Je voulais parler autrement d’un sujet grave. C’est un livre iconoclaste. A mi-chemin entre un essai et un recueil de nouvelles. Il a pu voir le jour grâce au talent et la disponibilité de 13 autres auteur(e)s :
Fatima Ait Bounoua, Iman Bassalah, Nadia Henni-Moulaï, Chloé Juhel, Manon L’hostis, Marion McGuinness, Karima Peyronie, Erwan Ruty, Rachid Santaki, Marlène Schiappa, Nadia Sweeny, Djeffa Tisserand, Raphal Yem.
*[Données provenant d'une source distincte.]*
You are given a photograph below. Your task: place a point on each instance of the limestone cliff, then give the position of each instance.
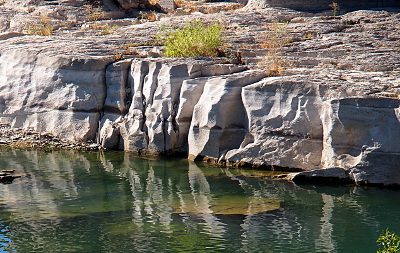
(334, 112)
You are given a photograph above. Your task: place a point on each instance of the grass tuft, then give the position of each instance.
(41, 27)
(193, 40)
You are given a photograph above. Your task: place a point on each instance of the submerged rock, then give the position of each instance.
(335, 109)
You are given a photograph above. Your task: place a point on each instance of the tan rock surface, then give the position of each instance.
(336, 104)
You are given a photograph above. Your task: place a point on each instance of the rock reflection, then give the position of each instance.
(115, 201)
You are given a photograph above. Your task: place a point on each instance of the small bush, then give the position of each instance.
(276, 38)
(148, 16)
(193, 40)
(390, 242)
(108, 29)
(94, 13)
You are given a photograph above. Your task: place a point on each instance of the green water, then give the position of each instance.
(70, 201)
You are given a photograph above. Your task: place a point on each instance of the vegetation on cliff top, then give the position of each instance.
(192, 40)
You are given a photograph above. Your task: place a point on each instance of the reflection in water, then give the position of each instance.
(68, 201)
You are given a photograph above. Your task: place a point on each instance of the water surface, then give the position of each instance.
(68, 201)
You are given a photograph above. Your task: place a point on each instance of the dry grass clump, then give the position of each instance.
(276, 38)
(41, 27)
(193, 40)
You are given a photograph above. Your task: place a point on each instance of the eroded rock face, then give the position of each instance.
(333, 112)
(52, 94)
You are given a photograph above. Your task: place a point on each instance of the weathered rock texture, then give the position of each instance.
(334, 112)
(319, 5)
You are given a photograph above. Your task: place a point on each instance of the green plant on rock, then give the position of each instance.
(108, 29)
(390, 242)
(41, 27)
(193, 40)
(335, 8)
(94, 13)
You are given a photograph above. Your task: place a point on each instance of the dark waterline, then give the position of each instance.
(69, 201)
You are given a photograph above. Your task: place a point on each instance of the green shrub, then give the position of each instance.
(390, 242)
(193, 40)
(41, 27)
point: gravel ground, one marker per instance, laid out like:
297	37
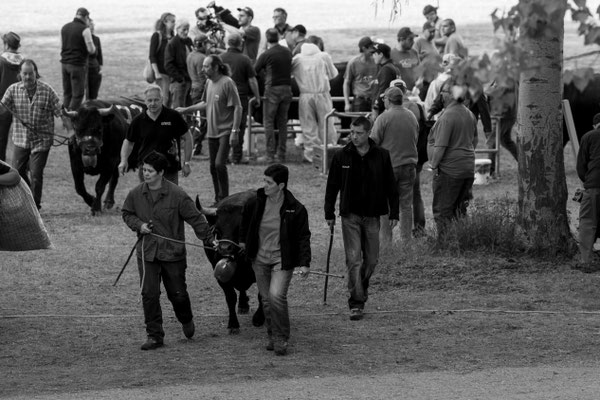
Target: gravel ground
506	383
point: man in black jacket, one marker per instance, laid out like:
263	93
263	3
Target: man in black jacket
276	238
363	175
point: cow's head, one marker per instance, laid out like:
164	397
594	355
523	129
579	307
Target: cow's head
225	220
88	123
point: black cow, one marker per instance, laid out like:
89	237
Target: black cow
100	127
225	221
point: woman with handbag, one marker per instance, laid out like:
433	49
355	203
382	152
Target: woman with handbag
164	31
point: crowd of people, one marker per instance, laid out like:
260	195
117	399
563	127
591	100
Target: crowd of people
414	112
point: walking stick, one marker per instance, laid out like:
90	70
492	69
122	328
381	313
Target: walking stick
327	266
127	262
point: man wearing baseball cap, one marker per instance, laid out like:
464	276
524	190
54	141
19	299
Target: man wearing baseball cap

Il ont donc relevé le défi d’ « humaniser » ces victimes en imaginant une fiction autour de ce thème difficile des violences faites aux femmes : Harcèlement moral, sexuel, viol, insultes, coups.
Entretien UFFP
La violence sur les femmes est malheureusement un fait endémique dans le Monde, mais en France, avez-vous des chiffres?
654 000 femmes déclaraient avoir été victimes de violence physique en 2009 soit plus de 20 000 qu’en 2008. En 2013, 129 femmes été tués par leur conjoint ou ex-compagnons et 33 enfants sont morts. Des chiffres qui font froid dans le dos.
La plus grande difficulté pour ces femmes c’est de briser le silence? Pourquoi selon vous, attachement, culture, dénégation?
Ces femmes mal informées, mal accompagnées ne portent que rarement plainte (seules 16% d’entre elles). Il y a la crainte du regard de la société. Certaines refusent l’assignation « victimes » mais aussi la peur des lendemains. Pour les femmes victimes de violences conjugales, elles souvent ont perdu confiance en elles, elles pensent qu’elles auront du mal à se débrouiller seules ou avec leurs enfants. C’est là que le rôle des associations est essentiel. Il faut accompagner, aider. Il faut libérer la parole. Le rôle de la plateforme d’écoute 3919 est à ce titre très important. C’est le premier pas à franchir pour être écoutée, guidée.
Selon vous, comment faire pour réellement alerter les consciences ?
Il faut davantage de prise de parole des femmes victimes. Notamment de viols, de harcèlement sexuel, moral. La honte doit changer de camp. Il faut que les élu(s) locaux s’emparent du sujet. Il faudrait dans chaque ville, une association-relais. Il faut mener des actions de prévention de proximité. Il ne faut pas détourner les yeux. Cette femme peut-être votre mère, soeur, amie, voisine, collègue.
Pour vous humainement et émotionnellement qu’est ce que cela a impliqué pour vous?
Cela peut renvoyer à des choses plus personnelles. Toute femme a une anecdote-le mot est mal choisi-mais toute femme a pu être confrontée à cette situation de violence : harcèlement de rue, attouchement dans les transports en commun. Il ne faut pas accepter que ce soit banal.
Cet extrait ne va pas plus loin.